Financial leverage is the use of borrowed money (debt) to finance the purchase of assets with the expectation that the income or capital gain from the new asset will exceed the cost of borrowing. In most cases, the debt provider will limit how much risk it is ready to take and indicate a limit on the extent of the leverage it will allow. In the case of asset-backed lending, the financial provider uses the assets as collateral until the borrower repays the loan. In the case of a cash flow loan, the general creditworthiness of the company is used to back the loan. The concept of leverage is common in the business world. It is mostly used to boost the returns on equity capital of a company, especially when the business is unable to increase its operating efficiency and returns on total investment.

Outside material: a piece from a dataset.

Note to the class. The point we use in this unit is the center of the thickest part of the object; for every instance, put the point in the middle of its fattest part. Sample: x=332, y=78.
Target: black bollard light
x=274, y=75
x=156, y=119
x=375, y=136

Because earnings on borrowing are higher than the interest payable on debt, the company's total earnings will increase, ultimately boosting stockholders' profits.Leverage and Capital Costs
The debt to equity ratio plays a role in the working average cost of capital (WACC). The overall interest on debt represents the break-even point that must be obtained to profitability in a given venture. Thus, WACC is essentially the average interest an organization owes on the capital it has borrowed for leverage. Let's say equity represents 60% of borrowed capital, and debt is 40%. This results in a financial leverage calculation of 40/60, or 0.6667. The organization owes 10% on all equity and 5% on all debt. That means that the weighted average cost of capital is (.4)(5) + (.6)(10) - or 8%. For every $10,000 borrowed, this organization will owe $800 in interest. Profit must be higher than 8% on the project to offset the cost of interest and justify this leverage.Benefits of Financial Leverage
Leverage provides the following benefits for companies:- Leverage is an essential tool a company's management can use to make the best financing and investment decisions.
- It provides a variety of financing sources by which the firm can achieve its target earnings.
- Leverage is also an essential technique in investing as it helps companies set a threshold for the expansion of business operations. For example, it can be used to recommend restrictions on business expansion once the projected return on additional investment is lower than the cost of debt.